FAA Settles Key Case Over Commercial Drone Use… Leaves The Rest Of Us With No Rules At All
from the ridiculous dept
As we’ve been covering for a while now, the FAA is doing everything it can to delay nearly all commercial use of drones, despite the many possible innovations drones can lead to. Are there some legitimate safety concerns? Absolutely, but the FAA’s approach of “ban everything” and then drip out a few exemptions here and there is problematic. Last year, we wrote about a key test case, involving Raphael Pirker, in which a judge declared that the FAA’s ban on drones was illegal (mostly for procedural reasons). A few months ago, that got overturned… and now Pirker and the FAA have settled the matter, with Pirker agreeing to pay $1,100 [pdf] while not admitting to any wrong doing:
Respondent agrees to pay $1,100.00 (the “settlement proceeds”) by January 22, 2015, to the FAA in full and final settlement of this matter.
[….]
It is understood and agreed that neither the Respondent’s execution of this settlement agreement nor payment of the settlement proceeds constitutes Respondent’s admission of any of the facts or regulatory violations alleged in the FAA’s June 27, 2013 Order of Assessment or the Amended Order of Assessment that will issue pursuant to this settlement agreement.

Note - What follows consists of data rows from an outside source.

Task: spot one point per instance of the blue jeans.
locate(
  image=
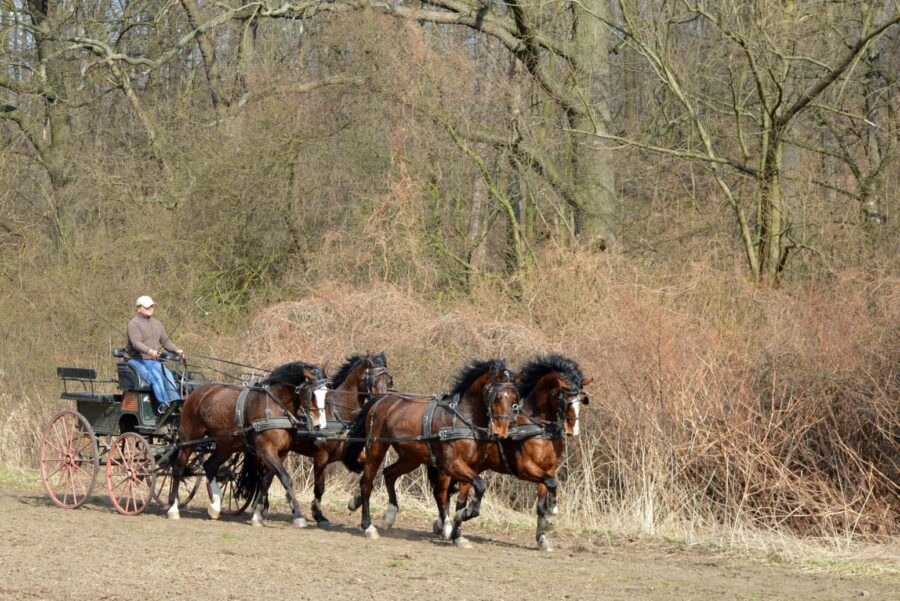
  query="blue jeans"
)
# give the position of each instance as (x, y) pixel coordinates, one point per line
(159, 377)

From a financial perspective, I’m sure it makes sense for Pirker to settle this agreement for $1,100, rather than having to pay a lot more to go to court. But for the rest of us, this kind of sucks. It would have been good to have at least been able to test whether or not the FAA’s rules are really legal. Or, at the very least, put more pressure on the FAA to stop dragging its feet and to start issuing actual rules that allow drones to be used for commercial purposes. The longer we wait, the more likely it is we cede innovation on this important area to other countries.
Filed Under: drones, faa, innovation, raphael pirker, rules
Comments on “FAA Settles Key Case Over Commercial Drone Use… Leaves The Rest Of Us With No Rules At All”
Drones are just RC Aircraft not military drones
Same rules apply for “Drones” – really just RC quadcopters, hexacopters, etc…
Just because someone threw the military term “Drone” at them doesn’t make them drones.
To hell with the FAA on this one.
All old rules fitting to RC Aircraft apply.
Re: Drones are just RC Aircraft not military drones
“All old rules fitting to RC Aircraft apply.”
But which old rules?
The FAA’s pre-Sept2001 rules or post-Sept2001 rules (which can basically be boiled down to just one rule: “whatever we decide at the moment.”)
The best oversight 1958 has to offer.
The FAA is reason aviation in the USA is essentially preserved in the amber of 1958.
Re: The best oversight 1958 has to offer.
“The FAA is reason aviation in the USA is essentially preserved in the amber of 1958.”
It had its advantages. Sticking with WWII-era vacuum-tube technology for flight-control electronics for many decades after society had abandoned the vacuum tube in favor of transisters and other semiconductors had an important unintended consequence, as semiconductors are easily damaged and rendered inoperable by strong radiation (as in a distant nuclear blast) while vacuum tubes are essentially impervious.
What would a bureaucracy with nothing to rule look like?
The FAA needs to step carefully here, or they will be left with nothing new to lord over (their raison d’être, after safety of course). This is one of their steps into the 21rst century.
Like everything else our government does, they will do next to nothing until disaster strikes, and then they will go off the deep end. Its been a lovely war, drop all of your ordinance on my pos.